Faisal is a resident of Potha Jandgran in Pakistan-occupied Kashmir and Ahsan Khursheed hails from Khilayana Khurd in Muzaffarabad. 

"The two were at home on September 17. I don’t want any controversy or recrimination, which is why I hadn’t contacted the media. I am his older brother, and I am supposed to protect him. I do not know what to do. I can only hope someone powerful in India reads our story and sends these boys home,” Ghulam Mustafa Tabassum, Faisal Awan’s brother and a Lahore-based physician told the daily.

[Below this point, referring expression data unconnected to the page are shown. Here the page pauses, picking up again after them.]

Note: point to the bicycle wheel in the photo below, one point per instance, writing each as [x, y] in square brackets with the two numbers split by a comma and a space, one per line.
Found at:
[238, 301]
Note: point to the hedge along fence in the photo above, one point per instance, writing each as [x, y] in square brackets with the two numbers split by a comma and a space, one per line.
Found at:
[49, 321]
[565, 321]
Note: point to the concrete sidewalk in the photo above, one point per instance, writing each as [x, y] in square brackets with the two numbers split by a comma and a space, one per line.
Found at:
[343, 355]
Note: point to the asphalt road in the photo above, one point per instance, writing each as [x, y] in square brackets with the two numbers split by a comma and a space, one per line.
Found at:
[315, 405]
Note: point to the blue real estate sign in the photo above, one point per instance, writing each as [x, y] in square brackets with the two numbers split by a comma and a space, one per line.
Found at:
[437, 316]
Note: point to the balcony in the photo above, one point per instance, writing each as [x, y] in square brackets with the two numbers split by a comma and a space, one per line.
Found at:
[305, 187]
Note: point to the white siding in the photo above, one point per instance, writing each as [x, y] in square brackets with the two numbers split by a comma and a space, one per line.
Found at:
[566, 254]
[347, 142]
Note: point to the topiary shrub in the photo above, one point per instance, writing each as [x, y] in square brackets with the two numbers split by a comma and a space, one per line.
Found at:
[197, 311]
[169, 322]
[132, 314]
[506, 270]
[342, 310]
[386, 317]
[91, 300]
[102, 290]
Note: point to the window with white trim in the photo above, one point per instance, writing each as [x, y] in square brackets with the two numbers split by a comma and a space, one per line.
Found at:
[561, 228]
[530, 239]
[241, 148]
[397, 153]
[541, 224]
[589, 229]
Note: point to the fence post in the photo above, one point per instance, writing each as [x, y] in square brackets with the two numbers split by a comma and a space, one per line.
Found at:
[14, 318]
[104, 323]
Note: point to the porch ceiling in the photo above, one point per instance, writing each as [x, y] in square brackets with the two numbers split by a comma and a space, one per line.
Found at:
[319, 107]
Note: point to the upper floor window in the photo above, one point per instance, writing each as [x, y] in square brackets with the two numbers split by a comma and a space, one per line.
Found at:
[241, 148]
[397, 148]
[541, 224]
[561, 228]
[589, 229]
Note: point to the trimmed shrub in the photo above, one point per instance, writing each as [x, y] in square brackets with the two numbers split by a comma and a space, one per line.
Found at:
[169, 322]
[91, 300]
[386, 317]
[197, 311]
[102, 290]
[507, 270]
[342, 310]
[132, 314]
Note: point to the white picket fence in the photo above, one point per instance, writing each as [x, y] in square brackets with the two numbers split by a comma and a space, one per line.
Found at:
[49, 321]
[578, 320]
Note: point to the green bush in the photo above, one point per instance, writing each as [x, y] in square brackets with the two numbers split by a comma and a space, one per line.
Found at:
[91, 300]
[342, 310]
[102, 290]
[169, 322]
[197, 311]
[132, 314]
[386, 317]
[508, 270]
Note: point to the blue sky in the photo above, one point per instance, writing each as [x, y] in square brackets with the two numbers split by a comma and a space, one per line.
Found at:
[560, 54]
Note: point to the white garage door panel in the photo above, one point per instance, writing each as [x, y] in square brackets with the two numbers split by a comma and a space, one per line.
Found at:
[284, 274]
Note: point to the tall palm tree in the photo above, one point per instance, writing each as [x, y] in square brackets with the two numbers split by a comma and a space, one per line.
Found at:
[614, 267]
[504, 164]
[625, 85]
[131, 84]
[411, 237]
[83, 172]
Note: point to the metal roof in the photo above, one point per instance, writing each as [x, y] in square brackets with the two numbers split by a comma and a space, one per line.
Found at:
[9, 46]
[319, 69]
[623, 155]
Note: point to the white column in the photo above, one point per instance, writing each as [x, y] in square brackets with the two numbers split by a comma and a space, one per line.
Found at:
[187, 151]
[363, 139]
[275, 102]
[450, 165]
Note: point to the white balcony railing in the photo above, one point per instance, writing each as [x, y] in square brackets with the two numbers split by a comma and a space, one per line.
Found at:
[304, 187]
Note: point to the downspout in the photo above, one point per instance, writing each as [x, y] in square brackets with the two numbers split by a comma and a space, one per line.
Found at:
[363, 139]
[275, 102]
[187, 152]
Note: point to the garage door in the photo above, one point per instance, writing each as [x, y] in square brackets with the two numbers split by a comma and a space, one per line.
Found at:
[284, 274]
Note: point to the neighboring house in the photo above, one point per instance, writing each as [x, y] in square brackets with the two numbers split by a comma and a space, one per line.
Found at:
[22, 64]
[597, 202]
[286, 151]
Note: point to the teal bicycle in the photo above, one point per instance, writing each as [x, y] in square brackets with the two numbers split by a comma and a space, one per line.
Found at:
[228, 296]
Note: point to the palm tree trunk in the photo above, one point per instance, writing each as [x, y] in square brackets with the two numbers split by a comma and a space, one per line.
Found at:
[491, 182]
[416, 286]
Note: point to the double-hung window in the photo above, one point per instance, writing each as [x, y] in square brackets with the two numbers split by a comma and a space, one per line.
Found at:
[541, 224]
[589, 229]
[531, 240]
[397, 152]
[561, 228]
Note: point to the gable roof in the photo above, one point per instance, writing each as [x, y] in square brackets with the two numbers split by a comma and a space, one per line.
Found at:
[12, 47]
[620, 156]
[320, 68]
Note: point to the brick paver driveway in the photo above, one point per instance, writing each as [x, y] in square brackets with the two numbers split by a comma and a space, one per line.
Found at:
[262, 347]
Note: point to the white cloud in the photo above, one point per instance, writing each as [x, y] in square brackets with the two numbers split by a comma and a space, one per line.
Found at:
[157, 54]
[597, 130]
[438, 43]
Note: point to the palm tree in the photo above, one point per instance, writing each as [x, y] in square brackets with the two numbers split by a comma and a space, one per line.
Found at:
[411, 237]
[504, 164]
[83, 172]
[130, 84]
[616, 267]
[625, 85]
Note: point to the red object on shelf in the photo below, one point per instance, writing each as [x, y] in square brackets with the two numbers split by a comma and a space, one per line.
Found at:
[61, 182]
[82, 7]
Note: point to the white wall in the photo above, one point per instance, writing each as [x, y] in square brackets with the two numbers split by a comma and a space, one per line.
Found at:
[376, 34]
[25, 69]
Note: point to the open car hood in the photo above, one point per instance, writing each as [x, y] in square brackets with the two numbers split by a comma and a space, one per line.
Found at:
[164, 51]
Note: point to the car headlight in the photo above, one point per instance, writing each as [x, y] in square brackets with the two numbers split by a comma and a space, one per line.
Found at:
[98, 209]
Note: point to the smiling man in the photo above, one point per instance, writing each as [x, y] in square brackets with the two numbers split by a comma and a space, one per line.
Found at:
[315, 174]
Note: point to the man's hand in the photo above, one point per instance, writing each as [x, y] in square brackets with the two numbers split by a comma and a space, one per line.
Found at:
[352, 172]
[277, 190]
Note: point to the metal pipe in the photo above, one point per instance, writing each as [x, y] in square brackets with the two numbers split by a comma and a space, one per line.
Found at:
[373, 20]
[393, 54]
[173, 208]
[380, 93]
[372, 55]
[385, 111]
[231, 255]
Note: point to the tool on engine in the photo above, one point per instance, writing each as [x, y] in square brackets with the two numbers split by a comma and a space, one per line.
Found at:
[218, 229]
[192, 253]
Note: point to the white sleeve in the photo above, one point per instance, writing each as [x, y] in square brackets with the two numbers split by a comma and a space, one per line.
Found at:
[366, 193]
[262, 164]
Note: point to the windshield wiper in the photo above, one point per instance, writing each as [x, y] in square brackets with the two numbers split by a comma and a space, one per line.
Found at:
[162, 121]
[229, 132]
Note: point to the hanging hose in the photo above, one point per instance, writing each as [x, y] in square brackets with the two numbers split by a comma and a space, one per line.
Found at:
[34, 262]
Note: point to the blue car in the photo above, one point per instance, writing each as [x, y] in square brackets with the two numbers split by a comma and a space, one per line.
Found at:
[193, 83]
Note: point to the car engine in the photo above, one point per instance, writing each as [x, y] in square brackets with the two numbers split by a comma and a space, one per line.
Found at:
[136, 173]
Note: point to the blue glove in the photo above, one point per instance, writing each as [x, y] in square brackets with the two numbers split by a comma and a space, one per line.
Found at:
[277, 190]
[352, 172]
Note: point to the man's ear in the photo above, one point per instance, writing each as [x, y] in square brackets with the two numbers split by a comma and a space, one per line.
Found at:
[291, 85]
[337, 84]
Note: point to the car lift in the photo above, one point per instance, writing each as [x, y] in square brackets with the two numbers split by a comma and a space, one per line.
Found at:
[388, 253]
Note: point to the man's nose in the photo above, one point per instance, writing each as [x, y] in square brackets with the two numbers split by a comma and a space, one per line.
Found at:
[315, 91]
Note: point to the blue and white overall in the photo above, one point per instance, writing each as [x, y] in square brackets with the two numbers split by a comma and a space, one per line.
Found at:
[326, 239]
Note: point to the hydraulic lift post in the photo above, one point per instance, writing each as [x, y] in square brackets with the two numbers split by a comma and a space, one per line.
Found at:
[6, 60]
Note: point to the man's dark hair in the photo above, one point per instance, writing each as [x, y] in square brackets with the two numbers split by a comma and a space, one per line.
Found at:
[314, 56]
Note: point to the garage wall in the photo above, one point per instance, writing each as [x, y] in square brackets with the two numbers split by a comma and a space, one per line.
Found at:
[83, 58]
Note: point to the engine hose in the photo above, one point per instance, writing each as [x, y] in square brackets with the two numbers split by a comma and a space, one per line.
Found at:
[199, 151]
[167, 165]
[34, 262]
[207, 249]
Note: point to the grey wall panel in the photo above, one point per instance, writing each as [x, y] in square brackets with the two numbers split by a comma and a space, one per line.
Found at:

Basharat Husain, the principal of the Shaheen Model School in Muzaffarabad described Awan, a science student, as “a model student, respectful and friendly." He said that Awan had just graduated from Class IX with a first division.

On September 18, a militant attack on an army base in Uri claimed the lives of 19 soldiers. The armed militants lobbed grenades into their tents and barracks, while the soldiers were sleeping. The ensuing fire led to a large number of casualties. Twenty-eight injured soldiers are being treated at a military hospital.

Pakistan has demanded an independent international probe into the terror attack in Uri, dismissing India's allegations that militants from Pakistan were involved in it as "baseless". Pakistan Prime Minister's Adviser on Foreign Affairs Sartaj Aziz alleged that India always accuses Pakistan without even conducting an investigation into the matter.